Donnerstag, 17. Oktober 2019


Sellerie ist reich an Vitaminen, Mineralien, senkt den Blutdruck und hemmt Entzündungen.

Sellerie ist ein besonderes Gemüse. Mit seinem leicht salzigen, aromatischen und würzigen Geschmack ist er eine ideale Zutat für Salate und Suppen. Der lateinische Name Apium graveolens bedeutet „starker Duft“ und verweist auf die flüchtigen aromatischen Bestandteile der Pflanze.
Senkt den Blutdruck, kalorienarm, entwässert
Sellerie besitzt viele medizinische Eigenschaften. Er entwässert und ist gut für den Blutdruck. Sellerie ist ein nahrhaftes Gemüse, das reich an Mineralien ist. Eine Portion Selleriestängel von 100 Gramm enthalten gerade mal 14 Kalorien, 1,6 Gramm Ballaststoffe und bestehen zu 95 Prozent aus Wasser. Eine Tasse Selleriestängel versorgt den Körper mit 24 Prozent der empfohlenen Tagesmenge an Vitamin K, enthält mäßig viel Vitamin A und C, Folsäure, Kalium und Mangan sowie erhebliche Mengen aller B-Vitamine, Vitamin E, Kalzium, Kupfer, Eisen, Magnesium, Phosphor, Silizium und Zink.
Kalium entspannt Muskeln und Gefäße
Der salzige Geschmack von Sellerie verweist auf einen höheren Natriumgehalt als andere Gemüse. Das wird ausgeglichen durch den hohen Gehalt an Kalium und 3-n-butylphthalid (3nB).

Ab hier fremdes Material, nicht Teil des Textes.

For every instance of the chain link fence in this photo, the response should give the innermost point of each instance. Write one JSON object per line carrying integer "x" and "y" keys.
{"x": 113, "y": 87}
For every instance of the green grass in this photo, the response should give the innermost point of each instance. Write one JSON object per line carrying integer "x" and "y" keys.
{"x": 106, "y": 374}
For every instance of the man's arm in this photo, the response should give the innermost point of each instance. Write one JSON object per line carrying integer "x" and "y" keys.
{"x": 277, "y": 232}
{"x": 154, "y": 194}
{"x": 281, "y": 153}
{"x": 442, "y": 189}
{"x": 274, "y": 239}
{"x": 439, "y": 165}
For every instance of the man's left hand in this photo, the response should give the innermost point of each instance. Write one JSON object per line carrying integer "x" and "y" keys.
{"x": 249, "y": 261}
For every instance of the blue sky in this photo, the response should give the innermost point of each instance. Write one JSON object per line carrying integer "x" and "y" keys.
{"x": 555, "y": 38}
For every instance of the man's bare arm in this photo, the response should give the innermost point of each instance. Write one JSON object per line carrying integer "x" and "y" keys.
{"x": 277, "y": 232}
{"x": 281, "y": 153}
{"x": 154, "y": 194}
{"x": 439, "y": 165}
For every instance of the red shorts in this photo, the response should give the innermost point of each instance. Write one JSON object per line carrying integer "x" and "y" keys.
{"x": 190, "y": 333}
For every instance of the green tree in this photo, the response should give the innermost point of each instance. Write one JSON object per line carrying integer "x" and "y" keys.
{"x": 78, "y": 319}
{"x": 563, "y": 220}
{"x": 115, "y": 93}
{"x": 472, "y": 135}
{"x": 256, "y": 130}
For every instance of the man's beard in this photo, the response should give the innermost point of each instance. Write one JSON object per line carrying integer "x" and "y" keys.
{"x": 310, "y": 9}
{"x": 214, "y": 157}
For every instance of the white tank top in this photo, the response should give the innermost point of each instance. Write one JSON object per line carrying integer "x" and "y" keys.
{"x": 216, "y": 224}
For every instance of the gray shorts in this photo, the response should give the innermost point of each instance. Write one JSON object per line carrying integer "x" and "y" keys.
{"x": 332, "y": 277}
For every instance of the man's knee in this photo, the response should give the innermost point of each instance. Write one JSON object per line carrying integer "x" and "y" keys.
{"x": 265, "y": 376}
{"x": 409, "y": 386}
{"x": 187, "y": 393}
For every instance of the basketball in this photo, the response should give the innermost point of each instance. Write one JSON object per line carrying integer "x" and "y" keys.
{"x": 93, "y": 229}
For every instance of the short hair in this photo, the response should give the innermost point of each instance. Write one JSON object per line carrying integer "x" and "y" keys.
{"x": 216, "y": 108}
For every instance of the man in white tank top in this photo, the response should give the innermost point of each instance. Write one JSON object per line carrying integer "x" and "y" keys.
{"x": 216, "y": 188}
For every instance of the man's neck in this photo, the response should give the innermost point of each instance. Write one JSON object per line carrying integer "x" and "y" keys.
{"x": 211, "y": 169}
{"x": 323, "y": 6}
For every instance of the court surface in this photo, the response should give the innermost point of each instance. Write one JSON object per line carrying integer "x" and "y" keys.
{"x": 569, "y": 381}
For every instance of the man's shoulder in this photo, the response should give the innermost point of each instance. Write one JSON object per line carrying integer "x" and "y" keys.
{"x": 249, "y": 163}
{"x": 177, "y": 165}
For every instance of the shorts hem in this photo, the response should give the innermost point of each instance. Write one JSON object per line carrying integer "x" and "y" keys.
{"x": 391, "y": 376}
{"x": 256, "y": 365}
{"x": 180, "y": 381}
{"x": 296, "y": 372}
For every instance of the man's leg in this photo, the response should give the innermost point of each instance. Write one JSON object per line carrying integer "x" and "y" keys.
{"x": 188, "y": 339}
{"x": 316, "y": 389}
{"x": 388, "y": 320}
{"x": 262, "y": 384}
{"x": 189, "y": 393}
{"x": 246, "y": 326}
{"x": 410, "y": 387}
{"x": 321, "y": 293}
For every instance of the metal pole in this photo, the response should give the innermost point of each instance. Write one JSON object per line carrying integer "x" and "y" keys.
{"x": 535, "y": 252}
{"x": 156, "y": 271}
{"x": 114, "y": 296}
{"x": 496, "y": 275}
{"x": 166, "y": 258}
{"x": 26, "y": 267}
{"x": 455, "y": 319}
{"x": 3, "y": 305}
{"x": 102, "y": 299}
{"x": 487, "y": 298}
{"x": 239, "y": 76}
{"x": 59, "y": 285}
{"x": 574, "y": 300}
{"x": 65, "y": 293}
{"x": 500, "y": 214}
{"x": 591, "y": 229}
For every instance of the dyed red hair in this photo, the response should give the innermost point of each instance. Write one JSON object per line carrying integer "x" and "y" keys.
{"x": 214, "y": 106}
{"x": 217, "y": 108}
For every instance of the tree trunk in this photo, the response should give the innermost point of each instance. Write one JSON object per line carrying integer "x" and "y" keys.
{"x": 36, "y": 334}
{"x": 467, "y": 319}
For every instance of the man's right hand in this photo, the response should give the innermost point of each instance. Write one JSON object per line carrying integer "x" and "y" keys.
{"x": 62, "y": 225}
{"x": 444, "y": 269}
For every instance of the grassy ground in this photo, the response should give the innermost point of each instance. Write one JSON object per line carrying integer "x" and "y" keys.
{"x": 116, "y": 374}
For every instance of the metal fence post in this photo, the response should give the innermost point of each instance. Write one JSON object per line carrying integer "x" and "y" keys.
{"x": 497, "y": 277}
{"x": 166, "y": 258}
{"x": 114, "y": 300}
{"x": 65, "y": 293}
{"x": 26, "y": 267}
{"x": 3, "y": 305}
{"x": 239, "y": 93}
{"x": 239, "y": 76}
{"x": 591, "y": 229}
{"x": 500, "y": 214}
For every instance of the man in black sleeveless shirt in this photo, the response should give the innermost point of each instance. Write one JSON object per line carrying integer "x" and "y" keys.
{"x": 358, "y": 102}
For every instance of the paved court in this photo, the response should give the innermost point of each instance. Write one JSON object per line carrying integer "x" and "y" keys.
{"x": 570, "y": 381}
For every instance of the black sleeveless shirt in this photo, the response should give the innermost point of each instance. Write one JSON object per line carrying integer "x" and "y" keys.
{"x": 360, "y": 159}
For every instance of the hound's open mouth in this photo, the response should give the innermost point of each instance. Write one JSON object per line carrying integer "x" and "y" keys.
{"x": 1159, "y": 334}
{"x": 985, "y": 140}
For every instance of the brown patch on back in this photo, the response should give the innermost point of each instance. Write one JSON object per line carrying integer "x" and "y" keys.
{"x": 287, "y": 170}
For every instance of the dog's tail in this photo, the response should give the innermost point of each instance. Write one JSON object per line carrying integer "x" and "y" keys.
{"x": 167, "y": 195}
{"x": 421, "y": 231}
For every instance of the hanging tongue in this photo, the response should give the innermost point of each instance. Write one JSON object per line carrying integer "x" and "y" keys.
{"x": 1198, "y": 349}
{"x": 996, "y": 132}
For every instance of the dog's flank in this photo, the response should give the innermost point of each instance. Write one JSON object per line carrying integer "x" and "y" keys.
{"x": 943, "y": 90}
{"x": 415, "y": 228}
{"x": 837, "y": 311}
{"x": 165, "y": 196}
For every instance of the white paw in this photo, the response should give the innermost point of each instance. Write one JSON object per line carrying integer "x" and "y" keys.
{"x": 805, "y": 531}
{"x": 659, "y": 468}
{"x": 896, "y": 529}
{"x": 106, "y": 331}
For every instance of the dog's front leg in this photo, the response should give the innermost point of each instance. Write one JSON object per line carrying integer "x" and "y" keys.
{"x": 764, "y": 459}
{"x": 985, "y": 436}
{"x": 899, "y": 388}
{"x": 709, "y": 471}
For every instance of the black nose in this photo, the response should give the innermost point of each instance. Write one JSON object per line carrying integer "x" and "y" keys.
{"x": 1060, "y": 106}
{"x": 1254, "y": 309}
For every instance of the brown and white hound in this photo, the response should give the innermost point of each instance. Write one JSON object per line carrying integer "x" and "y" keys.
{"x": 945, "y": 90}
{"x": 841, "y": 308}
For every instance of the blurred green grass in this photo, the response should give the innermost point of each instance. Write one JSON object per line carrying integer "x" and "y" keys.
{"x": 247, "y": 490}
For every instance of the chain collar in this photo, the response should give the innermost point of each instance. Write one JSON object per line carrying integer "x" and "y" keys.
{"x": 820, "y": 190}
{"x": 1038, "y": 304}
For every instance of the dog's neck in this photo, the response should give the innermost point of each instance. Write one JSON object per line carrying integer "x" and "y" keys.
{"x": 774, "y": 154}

Beides entspannt die glatte Muskulatur, auch die der Blutgefäße, und sorgt für die blutdrucksenkende Wirkung des Gemüses. Ein Selleriestängel enthält 32 Milligramm Natrium und 104 Milligramm Kalium. Als Folge des 3:1-Verhältnisses von Kalium zu Natrium, können Gemüsesäfte auf der Basis von Sellerie verloren gegangene Elektrolyte nach dem Sport auffüllen.
Schützt die Bauchspeicheldrüse und hemmt Entzündungen
Selleriesaft kann außerdem zur Entgiftung eingesetzt werden. Sellerie liefert nämlich eine breite Palette an Flavonoiden und Phenolsäuren, die eine wesentliche Rolle spielen bei der Neutralisation freier Radikaler und Schädigungen der insulinproduzierenden Zellen in der Bauchspeicheldrüse vorbeugen. Sellerie enthält Phytonährstoffe im Überfluss, die die Ausscheidung von Stoffwechselabfällen fördern. Chronische Entzündungskrankheiten wie Rheuma, werden darum traditionell mit Phytonährstoffen, wie sie beispielsweise in Sellerie vorkommen, behandelt.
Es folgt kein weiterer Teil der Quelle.